Rao agrees with the findings of the S&P report, noting higher educational attainment would help alleviate the problems.

“A better educated population is a more productive one. You can’t talk about growth and not think that education would have an impact. You need a skilled workforce,” she said.

As for Raymond Burse, he says he’s taking a stand “for the people.”

Burse was president of Kentucky State in the 1980s before working for General Electric as a senior executive and retiring in 2012, according to the Lexington Herald-Leader. He’s slated to earn $350,000 in his interim role at the university.

According to the newspaper, Kentucky's state legislature considered a bill this year that would have increased the state's minimum wage to $10.10, but the measure failed in the state senate.

The push is also being echoed on the federal level. U.S. President Obama is hoping to raise the federal minimum wage from $7.25 to $10.10/hr – a move the White House says will directly benefit more than 28 million workers across the country and make little things like paying rent, buying groceries and paying the electricity bill more manageable.

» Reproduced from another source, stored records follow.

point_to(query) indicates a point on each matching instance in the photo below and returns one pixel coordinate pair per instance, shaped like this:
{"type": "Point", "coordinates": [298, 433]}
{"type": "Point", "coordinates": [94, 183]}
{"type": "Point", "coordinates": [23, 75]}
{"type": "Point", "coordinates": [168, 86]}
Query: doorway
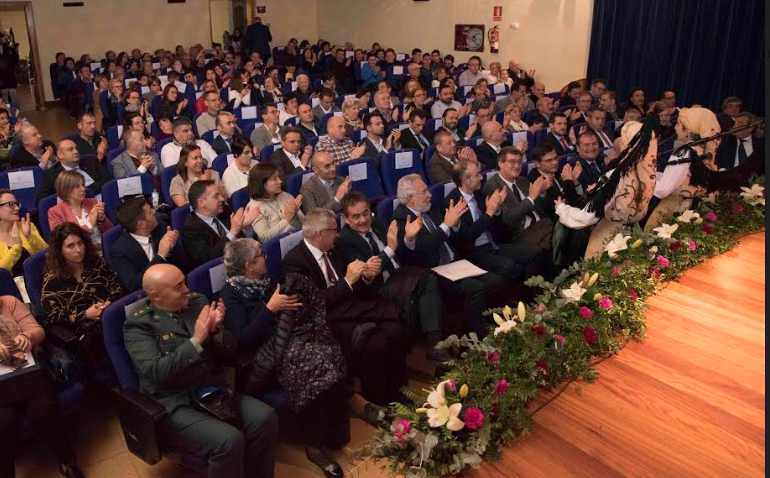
{"type": "Point", "coordinates": [19, 17]}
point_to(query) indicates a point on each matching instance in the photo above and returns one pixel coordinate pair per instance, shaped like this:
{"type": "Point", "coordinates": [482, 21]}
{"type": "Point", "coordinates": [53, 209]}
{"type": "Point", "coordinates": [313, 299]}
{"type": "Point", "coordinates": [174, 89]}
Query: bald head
{"type": "Point", "coordinates": [335, 128]}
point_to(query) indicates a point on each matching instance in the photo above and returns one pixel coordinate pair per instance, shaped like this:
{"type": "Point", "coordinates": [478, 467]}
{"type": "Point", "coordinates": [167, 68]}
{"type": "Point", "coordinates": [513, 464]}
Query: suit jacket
{"type": "Point", "coordinates": [554, 141]}
{"type": "Point", "coordinates": [427, 248]}
{"type": "Point", "coordinates": [487, 156]}
{"type": "Point", "coordinates": [130, 261]}
{"type": "Point", "coordinates": [314, 195]}
{"type": "Point", "coordinates": [439, 169]}
{"type": "Point", "coordinates": [514, 210]}
{"type": "Point", "coordinates": [590, 175]}
{"type": "Point", "coordinates": [89, 164]}
{"type": "Point", "coordinates": [201, 242]}
{"type": "Point", "coordinates": [286, 168]}
{"type": "Point", "coordinates": [409, 141]}
{"type": "Point", "coordinates": [63, 213]}
{"type": "Point", "coordinates": [728, 150]}
{"type": "Point", "coordinates": [464, 238]}
{"type": "Point", "coordinates": [123, 166]}
{"type": "Point", "coordinates": [566, 192]}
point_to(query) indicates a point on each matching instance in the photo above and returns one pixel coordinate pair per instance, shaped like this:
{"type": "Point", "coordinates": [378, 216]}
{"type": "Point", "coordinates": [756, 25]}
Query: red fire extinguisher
{"type": "Point", "coordinates": [494, 39]}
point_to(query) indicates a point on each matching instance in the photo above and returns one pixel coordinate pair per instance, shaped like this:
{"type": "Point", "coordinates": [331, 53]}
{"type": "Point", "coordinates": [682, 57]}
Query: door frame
{"type": "Point", "coordinates": [32, 34]}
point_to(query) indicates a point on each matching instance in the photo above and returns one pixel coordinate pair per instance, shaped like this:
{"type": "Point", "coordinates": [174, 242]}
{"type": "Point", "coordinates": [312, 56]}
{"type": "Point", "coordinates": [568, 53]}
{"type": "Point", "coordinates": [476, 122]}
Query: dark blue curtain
{"type": "Point", "coordinates": [705, 50]}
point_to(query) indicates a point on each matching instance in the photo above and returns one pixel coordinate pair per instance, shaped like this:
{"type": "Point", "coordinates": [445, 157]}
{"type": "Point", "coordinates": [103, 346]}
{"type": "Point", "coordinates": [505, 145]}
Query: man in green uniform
{"type": "Point", "coordinates": [177, 344]}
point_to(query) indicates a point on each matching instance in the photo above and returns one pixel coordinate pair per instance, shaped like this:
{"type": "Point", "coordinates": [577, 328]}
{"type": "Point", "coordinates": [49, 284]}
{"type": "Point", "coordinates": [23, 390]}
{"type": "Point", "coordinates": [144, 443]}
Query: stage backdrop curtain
{"type": "Point", "coordinates": [705, 50]}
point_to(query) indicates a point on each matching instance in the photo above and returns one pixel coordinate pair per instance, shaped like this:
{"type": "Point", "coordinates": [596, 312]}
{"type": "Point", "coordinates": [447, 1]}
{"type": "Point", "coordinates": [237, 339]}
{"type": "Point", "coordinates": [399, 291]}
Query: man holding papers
{"type": "Point", "coordinates": [424, 241]}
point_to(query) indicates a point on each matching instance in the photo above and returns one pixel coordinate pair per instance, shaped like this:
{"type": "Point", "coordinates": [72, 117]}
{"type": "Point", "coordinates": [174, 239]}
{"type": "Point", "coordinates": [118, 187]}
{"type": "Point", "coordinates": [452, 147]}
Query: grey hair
{"type": "Point", "coordinates": [316, 221]}
{"type": "Point", "coordinates": [406, 187]}
{"type": "Point", "coordinates": [238, 253]}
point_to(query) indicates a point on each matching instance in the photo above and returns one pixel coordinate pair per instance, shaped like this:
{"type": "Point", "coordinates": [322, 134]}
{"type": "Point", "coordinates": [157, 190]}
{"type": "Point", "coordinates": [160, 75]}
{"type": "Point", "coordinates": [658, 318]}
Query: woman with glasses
{"type": "Point", "coordinates": [19, 238]}
{"type": "Point", "coordinates": [280, 210]}
{"type": "Point", "coordinates": [75, 207]}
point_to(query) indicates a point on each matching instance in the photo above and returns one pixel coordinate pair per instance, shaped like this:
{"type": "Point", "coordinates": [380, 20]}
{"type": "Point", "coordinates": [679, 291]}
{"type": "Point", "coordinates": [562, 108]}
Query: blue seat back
{"type": "Point", "coordinates": [397, 164]}
{"type": "Point", "coordinates": [369, 183]}
{"type": "Point", "coordinates": [208, 278]}
{"type": "Point", "coordinates": [18, 180]}
{"type": "Point", "coordinates": [108, 239]}
{"type": "Point", "coordinates": [33, 276]}
{"type": "Point", "coordinates": [8, 285]}
{"type": "Point", "coordinates": [115, 189]}
{"type": "Point", "coordinates": [113, 318]}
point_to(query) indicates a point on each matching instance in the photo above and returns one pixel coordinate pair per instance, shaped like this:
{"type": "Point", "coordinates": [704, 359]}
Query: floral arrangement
{"type": "Point", "coordinates": [591, 310]}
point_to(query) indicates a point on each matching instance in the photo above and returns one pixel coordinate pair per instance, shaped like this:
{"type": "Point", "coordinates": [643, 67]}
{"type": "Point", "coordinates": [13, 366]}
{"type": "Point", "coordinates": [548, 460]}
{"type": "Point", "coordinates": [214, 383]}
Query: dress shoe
{"type": "Point", "coordinates": [325, 462]}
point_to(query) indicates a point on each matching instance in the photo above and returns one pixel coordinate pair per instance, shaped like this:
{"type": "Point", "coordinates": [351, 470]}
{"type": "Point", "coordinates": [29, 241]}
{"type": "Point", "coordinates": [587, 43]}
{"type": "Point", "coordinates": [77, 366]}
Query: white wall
{"type": "Point", "coordinates": [553, 38]}
{"type": "Point", "coordinates": [103, 25]}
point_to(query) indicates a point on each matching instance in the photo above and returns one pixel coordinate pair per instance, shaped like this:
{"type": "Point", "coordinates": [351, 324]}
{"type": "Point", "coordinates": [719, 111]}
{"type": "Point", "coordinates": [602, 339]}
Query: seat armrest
{"type": "Point", "coordinates": [140, 419]}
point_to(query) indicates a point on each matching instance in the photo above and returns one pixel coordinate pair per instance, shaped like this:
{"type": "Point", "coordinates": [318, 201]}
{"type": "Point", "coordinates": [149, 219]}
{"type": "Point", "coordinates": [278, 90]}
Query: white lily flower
{"type": "Point", "coordinates": [575, 292]}
{"type": "Point", "coordinates": [688, 216]}
{"type": "Point", "coordinates": [666, 230]}
{"type": "Point", "coordinates": [617, 244]}
{"type": "Point", "coordinates": [754, 195]}
{"type": "Point", "coordinates": [449, 416]}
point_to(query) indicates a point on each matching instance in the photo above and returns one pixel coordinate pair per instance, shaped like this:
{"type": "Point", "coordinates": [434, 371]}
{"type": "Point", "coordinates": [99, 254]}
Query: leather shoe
{"type": "Point", "coordinates": [325, 462]}
{"type": "Point", "coordinates": [374, 414]}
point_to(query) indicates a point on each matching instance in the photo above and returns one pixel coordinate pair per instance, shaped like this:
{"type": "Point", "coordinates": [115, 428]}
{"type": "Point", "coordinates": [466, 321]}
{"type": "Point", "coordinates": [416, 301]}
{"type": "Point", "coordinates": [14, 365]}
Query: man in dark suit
{"type": "Point", "coordinates": [144, 242]}
{"type": "Point", "coordinates": [208, 227]}
{"type": "Point", "coordinates": [522, 211]}
{"type": "Point", "coordinates": [258, 39]}
{"type": "Point", "coordinates": [424, 241]}
{"type": "Point", "coordinates": [558, 137]}
{"type": "Point", "coordinates": [325, 189]}
{"type": "Point", "coordinates": [94, 173]}
{"type": "Point", "coordinates": [223, 143]}
{"type": "Point", "coordinates": [412, 137]}
{"type": "Point", "coordinates": [376, 145]}
{"type": "Point", "coordinates": [564, 184]}
{"type": "Point", "coordinates": [590, 158]}
{"type": "Point", "coordinates": [414, 288]}
{"type": "Point", "coordinates": [736, 148]}
{"type": "Point", "coordinates": [478, 236]}
{"type": "Point", "coordinates": [288, 159]}
{"type": "Point", "coordinates": [440, 165]}
{"type": "Point", "coordinates": [367, 327]}
{"type": "Point", "coordinates": [494, 139]}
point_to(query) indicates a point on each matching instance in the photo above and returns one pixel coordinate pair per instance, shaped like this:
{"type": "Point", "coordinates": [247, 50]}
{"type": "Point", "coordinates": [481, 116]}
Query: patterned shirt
{"type": "Point", "coordinates": [340, 150]}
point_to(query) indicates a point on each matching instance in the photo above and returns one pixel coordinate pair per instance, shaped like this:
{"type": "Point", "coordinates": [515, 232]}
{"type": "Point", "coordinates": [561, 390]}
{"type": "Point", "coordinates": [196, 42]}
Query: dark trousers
{"type": "Point", "coordinates": [231, 453]}
{"type": "Point", "coordinates": [475, 292]}
{"type": "Point", "coordinates": [43, 414]}
{"type": "Point", "coordinates": [326, 421]}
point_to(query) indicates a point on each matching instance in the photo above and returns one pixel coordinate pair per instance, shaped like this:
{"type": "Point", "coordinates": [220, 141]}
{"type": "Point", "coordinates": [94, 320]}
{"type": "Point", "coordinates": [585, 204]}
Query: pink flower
{"type": "Point", "coordinates": [543, 365]}
{"type": "Point", "coordinates": [586, 313]}
{"type": "Point", "coordinates": [605, 303]}
{"type": "Point", "coordinates": [474, 418]}
{"type": "Point", "coordinates": [590, 335]}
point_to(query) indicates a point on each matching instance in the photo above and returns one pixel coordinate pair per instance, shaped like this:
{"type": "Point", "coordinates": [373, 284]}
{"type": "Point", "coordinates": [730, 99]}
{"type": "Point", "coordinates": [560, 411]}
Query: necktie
{"type": "Point", "coordinates": [330, 274]}
{"type": "Point", "coordinates": [741, 152]}
{"type": "Point", "coordinates": [445, 253]}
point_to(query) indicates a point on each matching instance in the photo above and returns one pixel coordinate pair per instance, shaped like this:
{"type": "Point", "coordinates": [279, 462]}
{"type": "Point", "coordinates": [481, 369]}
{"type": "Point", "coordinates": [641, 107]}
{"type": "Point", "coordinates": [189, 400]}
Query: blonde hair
{"type": "Point", "coordinates": [66, 181]}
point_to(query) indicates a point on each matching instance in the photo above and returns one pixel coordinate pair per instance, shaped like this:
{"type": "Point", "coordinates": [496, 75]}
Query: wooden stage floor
{"type": "Point", "coordinates": [689, 401]}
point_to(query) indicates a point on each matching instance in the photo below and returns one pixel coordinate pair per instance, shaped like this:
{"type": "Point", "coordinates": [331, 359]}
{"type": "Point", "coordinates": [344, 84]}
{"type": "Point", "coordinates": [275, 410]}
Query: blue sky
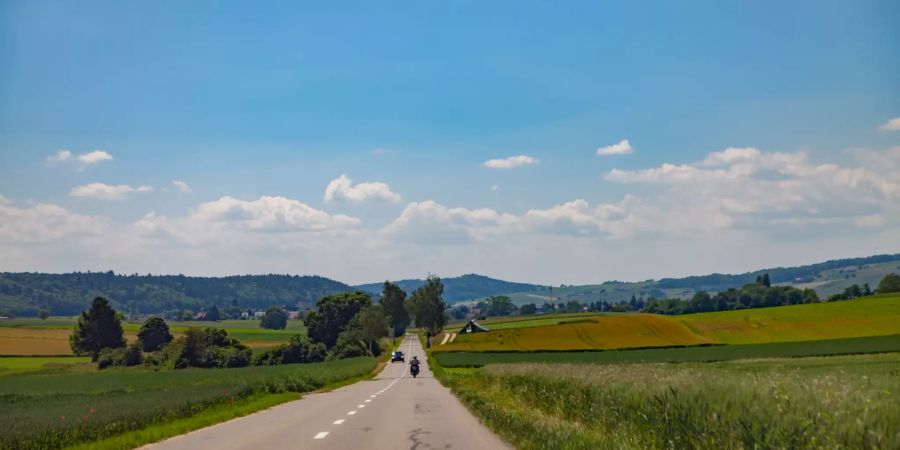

Several cities, including Seattle, San Francisco and Los Angeles, are also knocking around the idea of boosting minimum salaries upwards of $15/hr in the name of affordability.
The debate is one of clashing ideologies and, not surprisingly, there are plenty of voices in opposition. Many argue that higher minimum salaries will only force staffing cuts and threaten economic productivity -- not exactly what the U.S. needs as it continues to pull itself out of a long and painful recession.

And yet the numbers, are hard to ignore both in the U.S. and abroad. The Organisation for Economic Co-operation and Development, the Congressional Budget Office, and the International Monetary Fund have each published studies showing that income inequality has been increasing globally for the past several decades.

According to a 2011 review by the OECD, the average income of the richest 10 per cent of the population is nine times that of the poorest 10 per cent -- in other words, a ratio of 9-to-1. The U.S. ratio is much higher, at 14-to-1.